Thursday, April 16, 2015

Confessing an Apology

I like neat tidy boxes.  I'm the chick that would put a label on everything.  Nice and clean.  No questions where it goes or how it fits.  I try and make life fit that way too.  In my head there is my personal life and my business.  They each have a perfect little box... OH if that box were a reality.

Today I have a confession to make.  In life and on this blog, I tend to try and keep things light, real for sure but definitely not heavy.  Today I have to be a bit on the heavy side.  I am a Christian.  I have never really said otherwise but I have never really been clear.  I have been thinking over this a lot recently and so I decided I should share.

(photo thanks to Board of Truth)

I never really came out before and stated either way because I thought: it is business.  For me that meant what I believe shouldn't affect you in our business so why should you know it.  The more I thought about it though I was keeping a large portion of who I am hidden from you and the whole point of this blog and my work is to let you see the real me and that includes God.  Also, my beliefs and relationship with God actively affects who I am and how I behave so how could that not affect my clients?  It was silly of me but OH to have those pretty little tidy boxes!

God is an active part of my life and to not tell you that is rather large truth to not be sharing.

Now please try and not put me in some weird camp of ______, you can fill that in with pretty much any stereo type you want.  If you have been reading my blog, have met me or had any other interaction with me: Who you saw and interacted with is me.  You just didn't know that that "Me" also included my relationship with God.

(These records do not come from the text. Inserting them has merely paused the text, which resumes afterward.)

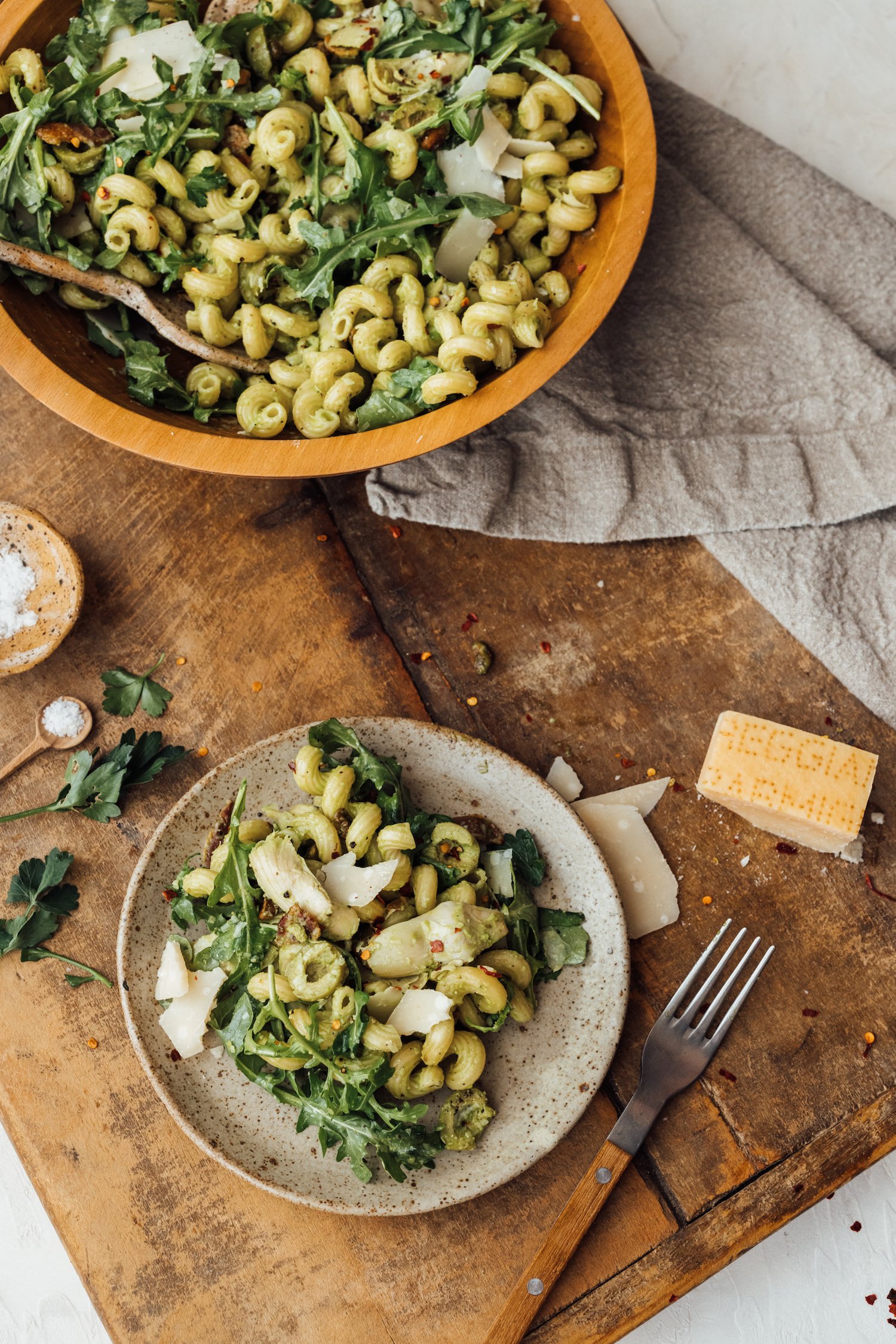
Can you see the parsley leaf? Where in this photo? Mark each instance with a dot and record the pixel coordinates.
(39, 886)
(127, 690)
(94, 784)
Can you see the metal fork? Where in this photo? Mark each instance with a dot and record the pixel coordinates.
(675, 1054)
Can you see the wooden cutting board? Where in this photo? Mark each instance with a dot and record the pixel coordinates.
(331, 609)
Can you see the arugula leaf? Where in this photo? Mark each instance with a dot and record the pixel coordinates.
(563, 940)
(530, 61)
(39, 886)
(93, 785)
(402, 401)
(127, 690)
(202, 183)
(247, 941)
(527, 861)
(382, 774)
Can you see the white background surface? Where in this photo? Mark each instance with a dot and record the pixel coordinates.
(817, 76)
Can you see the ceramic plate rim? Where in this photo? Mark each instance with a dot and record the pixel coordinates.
(187, 1125)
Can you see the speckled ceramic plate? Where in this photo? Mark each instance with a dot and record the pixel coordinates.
(539, 1080)
(58, 592)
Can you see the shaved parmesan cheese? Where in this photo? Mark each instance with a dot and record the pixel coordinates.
(419, 1010)
(176, 44)
(492, 142)
(185, 1022)
(348, 884)
(476, 81)
(461, 245)
(172, 980)
(641, 796)
(646, 884)
(528, 147)
(510, 166)
(383, 1003)
(564, 780)
(464, 172)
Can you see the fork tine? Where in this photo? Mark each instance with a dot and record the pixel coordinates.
(719, 1034)
(695, 971)
(711, 979)
(700, 1030)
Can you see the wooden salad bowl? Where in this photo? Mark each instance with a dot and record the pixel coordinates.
(45, 346)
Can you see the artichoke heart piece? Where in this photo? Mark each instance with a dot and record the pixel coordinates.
(452, 935)
(287, 879)
(464, 1118)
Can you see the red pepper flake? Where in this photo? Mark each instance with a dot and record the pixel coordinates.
(876, 890)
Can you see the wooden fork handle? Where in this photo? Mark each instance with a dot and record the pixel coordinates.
(546, 1266)
(30, 752)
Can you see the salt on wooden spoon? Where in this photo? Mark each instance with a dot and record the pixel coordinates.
(164, 312)
(45, 738)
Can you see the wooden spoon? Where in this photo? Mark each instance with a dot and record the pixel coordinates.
(164, 312)
(44, 740)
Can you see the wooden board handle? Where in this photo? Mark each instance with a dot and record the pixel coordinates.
(546, 1266)
(31, 751)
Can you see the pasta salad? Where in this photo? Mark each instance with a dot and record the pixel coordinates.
(374, 201)
(355, 954)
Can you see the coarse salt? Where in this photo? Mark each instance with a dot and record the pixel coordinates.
(17, 581)
(63, 720)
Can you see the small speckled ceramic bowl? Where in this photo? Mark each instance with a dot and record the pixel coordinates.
(58, 590)
(539, 1080)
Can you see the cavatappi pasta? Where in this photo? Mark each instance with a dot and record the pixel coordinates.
(357, 954)
(349, 198)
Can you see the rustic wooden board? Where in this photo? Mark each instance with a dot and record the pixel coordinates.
(316, 600)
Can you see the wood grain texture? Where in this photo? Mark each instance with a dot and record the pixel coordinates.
(46, 348)
(575, 1218)
(249, 582)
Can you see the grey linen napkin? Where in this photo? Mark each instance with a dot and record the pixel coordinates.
(742, 390)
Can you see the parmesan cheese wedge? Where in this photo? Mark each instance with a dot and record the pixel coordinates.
(172, 980)
(797, 785)
(643, 796)
(185, 1021)
(564, 780)
(461, 245)
(348, 884)
(419, 1010)
(646, 884)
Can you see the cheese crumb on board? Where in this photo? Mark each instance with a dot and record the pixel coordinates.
(643, 796)
(646, 884)
(564, 780)
(797, 785)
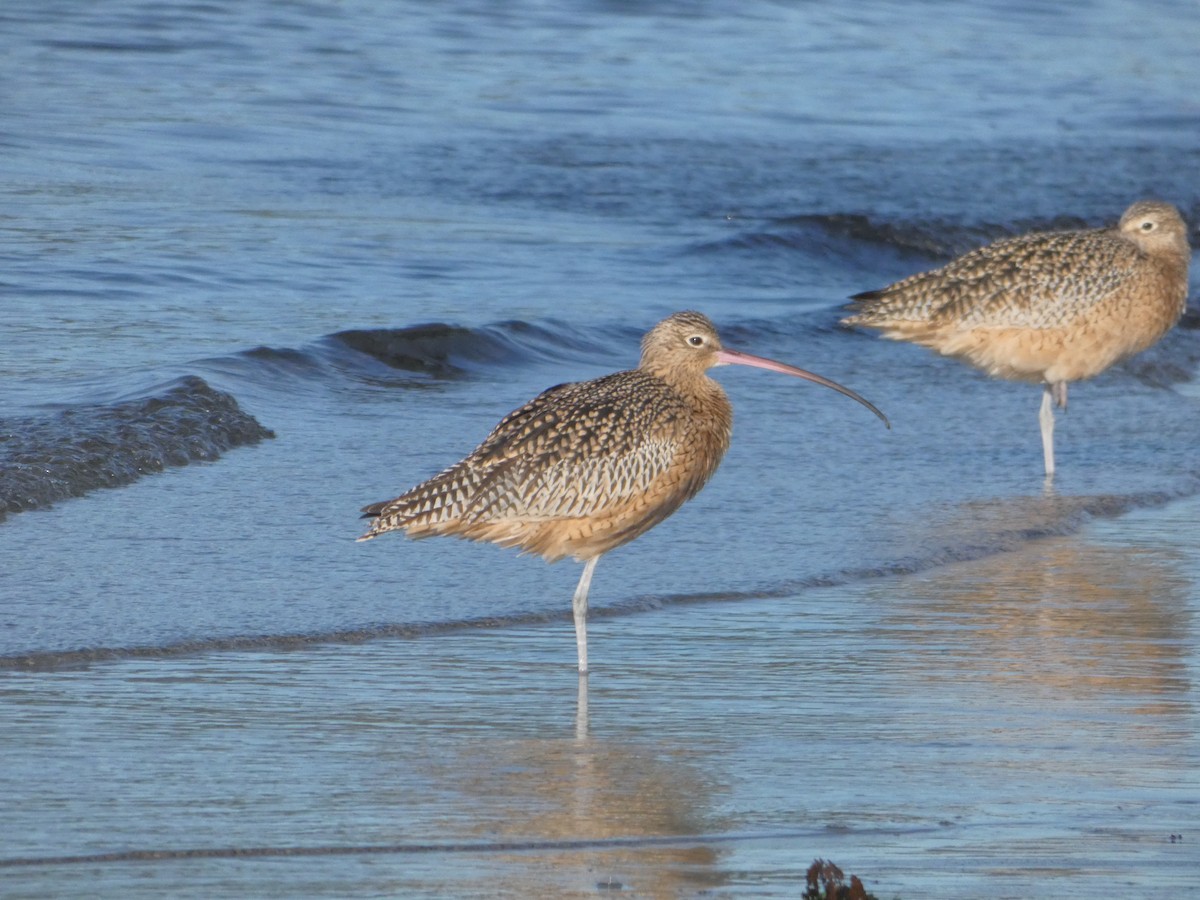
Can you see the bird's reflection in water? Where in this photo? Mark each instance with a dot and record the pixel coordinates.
(1062, 613)
(574, 791)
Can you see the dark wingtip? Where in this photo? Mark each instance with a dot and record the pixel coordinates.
(373, 510)
(862, 297)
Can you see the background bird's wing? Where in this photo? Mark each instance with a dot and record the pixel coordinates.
(1032, 281)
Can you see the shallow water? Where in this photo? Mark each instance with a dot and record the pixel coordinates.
(231, 223)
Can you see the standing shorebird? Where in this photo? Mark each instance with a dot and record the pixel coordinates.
(586, 467)
(1053, 307)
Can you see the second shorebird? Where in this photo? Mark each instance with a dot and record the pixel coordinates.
(586, 467)
(1053, 307)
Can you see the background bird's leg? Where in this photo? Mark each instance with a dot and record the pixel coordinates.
(580, 605)
(1047, 418)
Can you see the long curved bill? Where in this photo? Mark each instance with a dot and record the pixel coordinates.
(736, 358)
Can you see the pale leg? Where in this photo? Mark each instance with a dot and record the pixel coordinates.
(580, 605)
(581, 708)
(1047, 418)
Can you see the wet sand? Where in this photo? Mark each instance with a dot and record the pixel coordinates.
(1003, 727)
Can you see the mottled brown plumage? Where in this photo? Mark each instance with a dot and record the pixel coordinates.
(1053, 307)
(587, 467)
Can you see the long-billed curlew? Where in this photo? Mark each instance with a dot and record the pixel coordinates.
(1051, 306)
(586, 467)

I want to make one thing very clear: I'm not a hater of anyone.

A huge part of what has made me who I am today is my relationship with God.  Much like my relationship with my husband or life experience changes you... only different.  LOL  Vague right?  Well I'd like to say "a girl's got to have her mystery" only it isn't that I'm not sure how to word the difference.  So simply put: communication deficiency limits my ability.

So today I am wanted to be clear, completely honest and take a moment an apologize for being untruthful with you in the past.  Though it may not have been a stated lie it was definitely a lie of omission and for that I am greatly sorry.

If you have taken the time to ready this apology then thank you!  If you have any questions I'd love to answer them. If you'd simply like to talk that's awesome too.  If you want to grab a coffee and you won't judge the STUPIDLY large amount of sugar I will put in mine ever more grand!